By Yoon S. Park
Northwest Asian Weekly
Back in the fall of 2005, my then-boyfriend (now husband) encouraged me to submit an article. I wrote about a cartoonist, Stan Sakai, and submitted it to the Northwest Asian Weekly (NWAW).
Much to my surprise, the editor at the time, Carol Vu, accepted it for publication. Fast forward to 2017, and it’s hard to believe that I have written articles for the NWAW for over a decade.
In many ways, writing has been somewhat of a creative outlet for me, even though much of it is based on facts and real interviews. Transforming my pages of scribbled notes or tapes from interviews and research to actual articles has allowed me to really put my writing skills to the test.
I have interviewed heads of companies, scientific researchers, artists, political figures, entertainers, famous athletes, and educators, just to name a few. I cannot think of any other context where I could meet such a diverse range of people, like former Olympian Apolo Ohno, when he was on a promotional tour with Dancing with the Stars. What a joy to be able to put my curiosity and love of words to good use!
Over the years, with the support of NWAW editors, I have expanded my writing from profile pieces to travel articles, topical issues like immigration, and all the way to astrology. As the eldest child of immigrants, and as an immigrant myself, I didn’t know a single word of English until I was 5 years old. What a journey it has been to take my experiences growing up as an Asian American, and transforming that perspective within the wide range of topics and issues that the NWAW covers.

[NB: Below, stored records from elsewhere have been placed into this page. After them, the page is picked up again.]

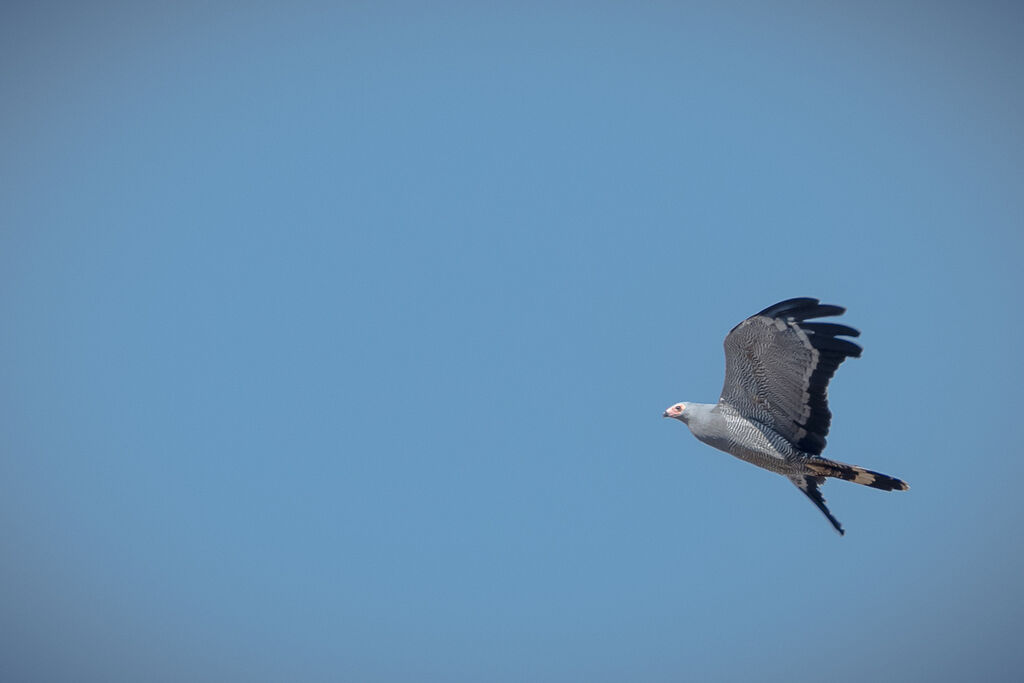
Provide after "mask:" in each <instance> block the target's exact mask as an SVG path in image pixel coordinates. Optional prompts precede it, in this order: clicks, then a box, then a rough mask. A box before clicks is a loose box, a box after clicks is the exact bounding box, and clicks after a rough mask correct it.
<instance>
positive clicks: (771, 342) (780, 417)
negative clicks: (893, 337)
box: [663, 297, 909, 535]
mask: <svg viewBox="0 0 1024 683" xmlns="http://www.w3.org/2000/svg"><path fill="white" fill-rule="evenodd" d="M845 311H846V309H845V308H843V307H841V306H834V305H829V304H822V303H821V302H819V301H818V300H817V299H811V298H809V297H801V298H797V299H786V300H785V301H780V302H778V303H776V304H775V305H773V306H768V307H767V308H765V309H764V310H762V311H761V312H760V313H757V314H755V315H752V316H750V317H748V318H746V319H745V321H743V322H742V323H740V324H739V325H737V326H736V327H734V328H733V329H732V330H731V331H730V332H729V334H728V335H726V337H725V386H724V387H722V396H721V397H720V398H719V399H718V402H717V403H690V402H683V403H676V404H675V405H672V407H671V408H669V410H667V411H666V412H665V413H664V414H663V417H666V418H674V419H676V420H679V421H680V422H683V423H685V424H686V425H687V426H688V427H689V428H690V431H691V432H692V433H693V435H694V436H696V437H697V438H698V439H700V440H701V441H703V442H705V443H707V444H709V445H712V446H714V447H716V449H718V450H720V451H725V452H726V453H728V454H730V455H732V456H735V457H736V458H739V459H740V460H745V461H746V462H749V463H751V464H753V465H757V466H758V467H763V468H764V469H766V470H771V471H772V472H777V473H778V474H781V475H783V476H786V477H788V478H790V480H791V481H793V483H795V484H796V485H797V487H798V488H800V490H802V492H804V494H806V495H807V498H809V499H810V500H811V502H812V503H814V505H816V506H817V507H818V509H819V510H821V512H823V513H824V515H825V517H827V518H828V521H829V522H831V525H833V526H835V527H836V530H837V531H839V532H840V535H843V533H844V531H843V525H842V524H840V522H839V520H838V519H836V518H835V517H834V516H833V514H831V513H830V512H829V511H828V508H827V507H826V506H825V499H824V498H823V497H822V496H821V492H820V490H819V488H820V486H821V484H823V483H824V481H825V477H835V478H837V479H846V480H847V481H853V482H854V483H859V484H863V485H865V486H871V487H872V488H881V489H882V490H906V489H907V488H909V486H908V485H907V483H906V482H905V481H901V480H900V479H897V478H895V477H891V476H889V475H887V474H881V473H879V472H872V471H871V470H865V469H864V468H862V467H857V466H855V465H847V464H846V463H840V462H837V461H835V460H827V459H825V458H822V457H821V452H822V451H823V450H824V447H825V436H826V435H827V434H828V425H829V423H830V422H831V413H830V412H829V411H828V380H830V379H831V377H833V375H834V374H835V373H836V369H837V368H839V366H840V364H841V362H843V361H844V360H845V359H846V358H847V357H853V358H856V357H859V356H860V350H861V349H860V346H858V345H857V344H854V343H853V342H852V341H850V340H848V339H843V337H857V336H859V335H860V333H859V332H857V331H856V330H854V329H853V328H848V327H847V326H845V325H837V324H835V323H808V322H807V321H810V319H813V318H818V317H828V316H831V315H842V314H843V313H844V312H845Z"/></svg>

The opportunities I have been offered as a result of writing for the NWAW has been nothing but positive. It has allowed me to springboard to writing for other local and national publications. I could hardly have imagined over a decade ago that a story on a lecture at a local library would turn into the portfolio of articles I have been able to publish since then. I can see now that sometimes, it really is worth it to see where the road will take you, no matter how it meanders or detours.
With each new editor, a different focus and style has shaped the NWAW over the years. All have combined to add a richness and depth to the stories that are covered. They have consistently breathed life into the pages of the paper with their passion and drive for new stories and coverage of important issues facing the Asian American community. That is evident by the long history and variety of articles that the NWAW has to offer.
I remember many years ago, when I was covering the annual NWAW scholarship dinner, I first met publisher Assunta Ng in person. You could tell even from a distance who she was by her level of engagement and interest of those in attendance. As I approached her nervously, she encouraged me to talk to the recipients and find out their individual stories and try to show why they were being honored with a scholarship. Of course, that’s just what I did! A civic leader in her own right, it was clear to me that this publisher meant business and really cared about promoting and supporting the future leaders in the local community.
The past decade has seen such a huge change in how Americans consume news. No longer do they rely only on the big three networks or the dominant local paper. Now, the huge world of online news sources, cable news, and others can be overwhelming and oftentimes contradictory. I have come to rely on the fair and honest reporting of the NWAW to cover stories that are often overlooked by the local and national media. The mission to inform and educate, as well as entertain, is an important one — to do just that consistently and credibly, as the NWAW has done over 35 years, is nothing short of phenomenal.